Saudi Aramco's CY20 conference call indicated that it is still in discussions with Reliance to evaluate existing opportunities as potential partners, regarding the non-binding MoU signed with Reliance for its oil-to-chemicals (O2C) business.
Reliance Industries announced in 2019 that Aramco would pick up 20 per cent stake in the newly floated subsidiary Reliance O2C for $15 billion. But the oil price crash in April last year coupled with subdued public issue of Aramco compelled the companies to postpone the deal.
Recently, Reliance Industries announced carving out of the O2C business as a separate subsidiary to support strategic partnerships and new investors in order to accelerating its new energy and material plans.
“We expect the stake sale discussions to pick up pace – we see valuations and asset prices rebounding to levels seen in August 2019 with a much improved industry outlook,” said Morgan Stanley.
In August 2019, RIL announced the agreement on a non-binding letter of intent from Saudi Aramco regarding a proposed investment in its refining, petrochemicals, and fuel marketing business.

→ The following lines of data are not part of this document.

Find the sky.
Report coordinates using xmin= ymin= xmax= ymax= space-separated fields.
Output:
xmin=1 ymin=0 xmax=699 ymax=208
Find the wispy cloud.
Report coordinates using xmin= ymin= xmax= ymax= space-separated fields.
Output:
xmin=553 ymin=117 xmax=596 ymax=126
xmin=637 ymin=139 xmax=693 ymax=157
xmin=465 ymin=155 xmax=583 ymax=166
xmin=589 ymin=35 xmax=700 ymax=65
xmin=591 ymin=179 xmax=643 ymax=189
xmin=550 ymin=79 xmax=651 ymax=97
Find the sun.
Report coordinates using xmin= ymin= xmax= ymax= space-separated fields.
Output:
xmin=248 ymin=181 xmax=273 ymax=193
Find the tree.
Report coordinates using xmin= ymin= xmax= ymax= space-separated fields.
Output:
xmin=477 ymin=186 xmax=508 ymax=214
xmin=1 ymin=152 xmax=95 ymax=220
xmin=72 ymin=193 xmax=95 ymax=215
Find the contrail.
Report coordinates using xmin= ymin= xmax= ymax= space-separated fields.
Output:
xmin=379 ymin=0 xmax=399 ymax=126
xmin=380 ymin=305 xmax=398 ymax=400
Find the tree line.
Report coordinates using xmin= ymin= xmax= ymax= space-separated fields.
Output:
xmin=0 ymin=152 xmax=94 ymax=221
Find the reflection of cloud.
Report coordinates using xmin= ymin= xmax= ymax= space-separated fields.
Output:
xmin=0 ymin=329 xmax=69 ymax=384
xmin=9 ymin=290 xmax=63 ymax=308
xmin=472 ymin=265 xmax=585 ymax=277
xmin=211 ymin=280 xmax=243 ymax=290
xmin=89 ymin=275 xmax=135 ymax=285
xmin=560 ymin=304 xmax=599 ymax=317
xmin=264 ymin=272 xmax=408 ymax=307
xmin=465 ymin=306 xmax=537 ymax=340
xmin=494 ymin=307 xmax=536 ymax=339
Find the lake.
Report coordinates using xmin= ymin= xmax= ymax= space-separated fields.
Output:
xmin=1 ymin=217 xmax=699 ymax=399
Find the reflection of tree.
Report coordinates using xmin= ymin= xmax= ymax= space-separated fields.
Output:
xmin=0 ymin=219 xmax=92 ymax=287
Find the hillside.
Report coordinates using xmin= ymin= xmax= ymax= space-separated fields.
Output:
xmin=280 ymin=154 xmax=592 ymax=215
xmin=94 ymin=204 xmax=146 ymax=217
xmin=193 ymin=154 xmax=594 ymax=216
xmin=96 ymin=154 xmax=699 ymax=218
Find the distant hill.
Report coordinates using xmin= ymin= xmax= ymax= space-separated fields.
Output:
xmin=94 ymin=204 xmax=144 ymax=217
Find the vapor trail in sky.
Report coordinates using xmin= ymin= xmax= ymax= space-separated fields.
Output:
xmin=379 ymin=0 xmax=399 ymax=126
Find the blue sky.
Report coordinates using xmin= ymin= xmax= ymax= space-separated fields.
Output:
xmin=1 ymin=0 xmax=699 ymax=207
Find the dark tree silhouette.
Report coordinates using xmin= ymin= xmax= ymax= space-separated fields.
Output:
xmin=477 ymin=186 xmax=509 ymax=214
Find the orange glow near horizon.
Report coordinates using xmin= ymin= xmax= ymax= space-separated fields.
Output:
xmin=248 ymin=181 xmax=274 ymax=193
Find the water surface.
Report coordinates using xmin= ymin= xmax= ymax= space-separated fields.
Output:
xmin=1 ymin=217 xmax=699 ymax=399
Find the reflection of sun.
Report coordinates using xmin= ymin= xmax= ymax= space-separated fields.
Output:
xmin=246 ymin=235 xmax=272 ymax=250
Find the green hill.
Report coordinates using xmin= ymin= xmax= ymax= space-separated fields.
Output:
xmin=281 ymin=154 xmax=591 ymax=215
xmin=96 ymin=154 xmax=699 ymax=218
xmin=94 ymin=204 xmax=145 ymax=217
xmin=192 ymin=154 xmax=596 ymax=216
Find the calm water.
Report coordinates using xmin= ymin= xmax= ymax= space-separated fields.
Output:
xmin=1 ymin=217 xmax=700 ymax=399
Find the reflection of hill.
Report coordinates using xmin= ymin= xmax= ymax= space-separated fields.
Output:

“For Saudi Aramco, we expect stronger FCF (free cash flow)in 2021. At the current forward curve for Brent ($62 per barrel for 2021) and taking into account that production levels are likely to improve throughout the year, we estimate that operating cash flow will reach $115 billion this year. With capex at the guided level of $35billion, FCF of $80 billion should cover the company's dividend of $75 billion,” said the report.